First is open VT-d option on the motherboard, in some BIOS, it is not on by default, for example on Asus X99 motherboard it looks like:

Virtualization Technology and VT-d (Intel VIrtualization Technology direct io)

And make sure you have second graphics card (like an ASPEED onboard graphics) other than the GPU you are going to pass-though, make Xorg or wayland lights up on that card instead.

I do this by add this to my /etc/X11/xorg.conf.d folder:

Section "Device"
 Identifier                "Device0"
 Driver                    "ast"
 VendorName                "ASPEED Technology"
 BusID          	   "PCI:7:0:0"
EndSection

10-aspeed.conf

And then we can set up grub by edit /etc/default/grub, append the following to GRUB_CMDLINE_LINUX :

GRUB_CMDLINE_LINUX= "...[This is where your previous parameter goes]... intel_iommu=on"

Use command grub2-mkconfig -o /boot/efi/EFI/redhat/grub.cfg to update the EFI boot parameter and then reboot.

After boot up host device, checkout dmesg | grep IOMMU to confirm you have VT-d correctly enabled, output should be like [ 0.000000] DMAR: IOMMU enabled. And then checkout IOMMU group you want to pass-though:

#!/bin/bash
shopt -s nullglob
for g in /sys/kernel/iommu_groups/*; do
    echo "IOMMU Group ${g##*/}:"
    for d in $g/devices/*; do
        echo -e "\t$(lspci -nns ${d##*/})"
    done;
done;

Source: Arch Linux wiki

The /sys/kernel/iommu_groups/ folder contains group of devices you can split, you should pass one entire group to a VM at once, split targets in group can cause problem.

Now, we have to modify dracut in order to load vfio-pci and other kernel module correctly, the effect is similar like modify mkinitcpio in Arch Linux.

Add a file into /etc/dracut.conf.d/ , and then generate a new initramfs image like this; reboot after this process:

echo add_drivers+="vfio vfio_iommu_type1 vfio_pci vfio_virqfd" > /etc/dracut.conf.d/local.conf
dracut -f --kver `uname -r`

Then we can tell vfio to claim device during boot sequence, to locate device id you want to passthrough, use lspci -nn to show name and device:

......
01:00.0 VGA compatible controller [0300]: NVIDIA Corporation TU106 [GeForce RTX 2060 SUPER] [10de:1f06] (rev a1)
01:00.1 Audio device [0403]: NVIDIA Corporation TU106 High Definition Audio Controller [10de:10f9] (rev a1)
01:00.2 USB controller [0c03]: NVIDIA Corporation TU106 USB 3.1 Host Controller [10de:1ada] (rev a1)
01:00.3 Serial bus controller [0c80]: NVIDIA Corporation TU106 USB Type-C UCSI Controller [10de:1adb] (rev a1)
02:00.0 Non-Volatile memory controller [0108]: Intel Corporation Optane SSD 900P Series [8086:2700]
03:00.0 Non-Volatile memory controller [0108]: Sandisk Corp Device [15b7:5009] (rev 01)
......
08:00.0 USB controller [0c03]: ASMedia Technology Inc.
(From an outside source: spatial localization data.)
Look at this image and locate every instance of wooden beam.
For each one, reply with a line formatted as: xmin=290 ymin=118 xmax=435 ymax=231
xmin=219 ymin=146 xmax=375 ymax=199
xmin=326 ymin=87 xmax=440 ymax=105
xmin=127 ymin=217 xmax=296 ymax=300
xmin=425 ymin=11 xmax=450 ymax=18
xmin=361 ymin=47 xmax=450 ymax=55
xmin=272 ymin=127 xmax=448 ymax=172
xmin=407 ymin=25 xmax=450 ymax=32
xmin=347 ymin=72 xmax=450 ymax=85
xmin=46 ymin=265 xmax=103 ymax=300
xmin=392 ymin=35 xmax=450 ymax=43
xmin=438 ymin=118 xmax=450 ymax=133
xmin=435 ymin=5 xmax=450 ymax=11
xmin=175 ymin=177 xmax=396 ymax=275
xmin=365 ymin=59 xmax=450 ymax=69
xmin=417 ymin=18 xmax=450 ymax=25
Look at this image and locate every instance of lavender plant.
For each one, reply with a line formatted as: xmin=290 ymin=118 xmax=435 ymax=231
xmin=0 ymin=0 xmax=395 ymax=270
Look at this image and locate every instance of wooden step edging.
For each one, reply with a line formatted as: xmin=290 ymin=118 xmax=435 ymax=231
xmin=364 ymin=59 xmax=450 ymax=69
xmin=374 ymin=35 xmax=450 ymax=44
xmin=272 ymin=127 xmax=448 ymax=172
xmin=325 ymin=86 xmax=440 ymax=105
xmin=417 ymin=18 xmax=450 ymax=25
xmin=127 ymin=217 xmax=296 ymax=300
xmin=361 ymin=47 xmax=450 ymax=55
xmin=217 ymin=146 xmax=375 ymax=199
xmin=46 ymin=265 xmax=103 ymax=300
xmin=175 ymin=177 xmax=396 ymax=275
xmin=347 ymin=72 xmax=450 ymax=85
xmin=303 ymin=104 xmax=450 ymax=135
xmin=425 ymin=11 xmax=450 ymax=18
ASM1042A USB 3.0 Host Controller [1b21:1142]
......

here I want to passthrough NVIDIA TU106, Sandisk NVMe drive, and ASMedia USB Host device, I only have to claim VGA, Audio and Serial bus controller, like this:

GRUB_CMDLINE_LINUX= "...[This is where your previous parameter goes]... kvm.ignore_msrs=1 vfio-pci.ids=10de:1f06,10de:10f9,10de:1adb video=efifb:off"

ignore_msrs is to prevent some issue where your CPU isn't supported, you can ignore this line if didn't encounter any crash issue in guest, vfio-pci.ids is those device ids you want to passthrough listed before, and video=efifb:0ff is to turn off efi frame buffer.

Now you can setup virtual machine freely, UEFI firmware is what I tested, make sure edk2-ovmf is installed, and setup virtual machine by it:

And now you can add PCI device from Add Hardware, and start to install virtual machine.

To hide KVM status from being detected by NVIDIA driver, modify virtual machine XML file like:

<domain type="kvm">
...
  <feature>
    <kvm>
      <hidden state="on"/>
    </kvm>
  </feature>
...
  <qemu:commandline>
    <qemu:arg value='-cpu'/>
    <qemu:arg value='host,hv_time,kvm=off,hv_vendor_id=null'/>
  </qemu:commandline>
</domain>

This can work without qemu:commandline stuff

A small note: remove Display Spcie and Video QXL(or anything you have), to output graphics only to GPU you have passthrough.
And not all GPU is supported by OVMF firmware, you can install setup machine first and then delete virtual graphics.